07 Apr 2006
On May 3 and 4, 2006, the European Commission and the European Patent Office will jointly present the European Inventor of the Year Conference & Gala.
There is no question that the world in general needs innovation, and so does Europe. I am all for honoring true inventors. However, this particular award series and event looks, at least in part, like an attempt to reinforce some common misconceptions and fallacies concerning innovation policy.
The involvement of the European Patent Office and the selection of nominees based on the patents they received makes a connection between patents and inventiveness that is only half-true at best. While the official and original idea of the patent system is to protect and reward inventors, the reality of more than 180,000 patent applications filed at the EPO per year (and that number is still growing) suggests that the fewest patents actually stand for true inventions.
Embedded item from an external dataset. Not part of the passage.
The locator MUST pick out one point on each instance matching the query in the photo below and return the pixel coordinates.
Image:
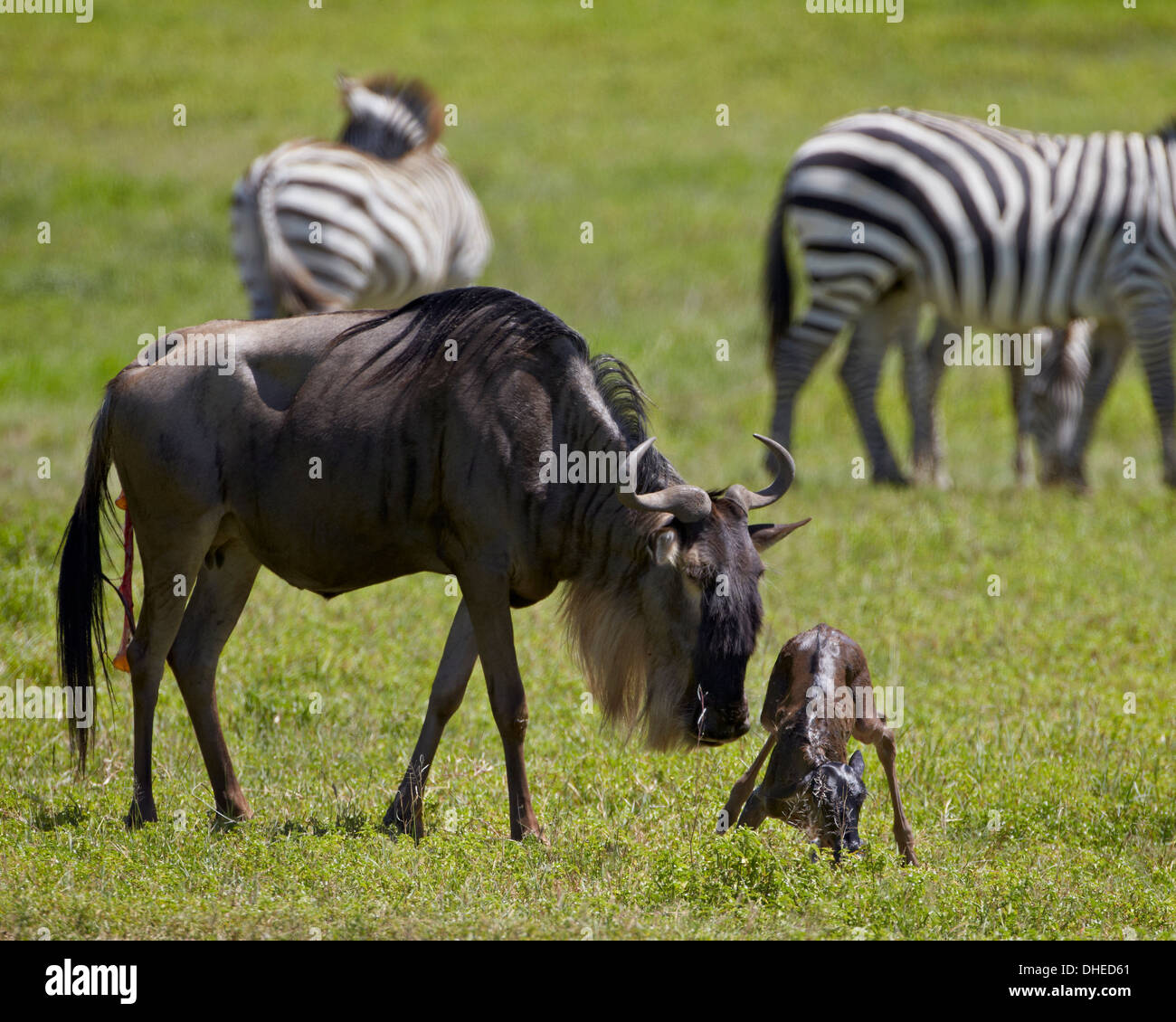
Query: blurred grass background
(1014, 705)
Companies increasingly invent patents instead of patenting inventions.
A few days ago I had a series of meetings in the European Parliament, and I heard that Microsoft and SAP are already lobbying politicians to support the European Patent Litigation Agreement (EPLA).
There are still three days left to answer the European Commission's patent policy questionnaire, but it's a foregone conclusion that the pro-software patent camp wants the EPLA more than anything else.
Let's forget about the community patent for the time being. Yes, officially it's the priority of the EU, but it isn't going to happen anytime soon. There is too much resistance against it. The FFII and I will keep an eye on developments concerning the community patent, and you'll hear from us if anything important happens on that front, but my recommendation is that most of us take it off the radar screen.
European Patent Litigation Agreement: the name says it all. It's all about litigation. If it were to be ratified in any form near the current draft, there would be a flood of software patent lawsuits in Europe.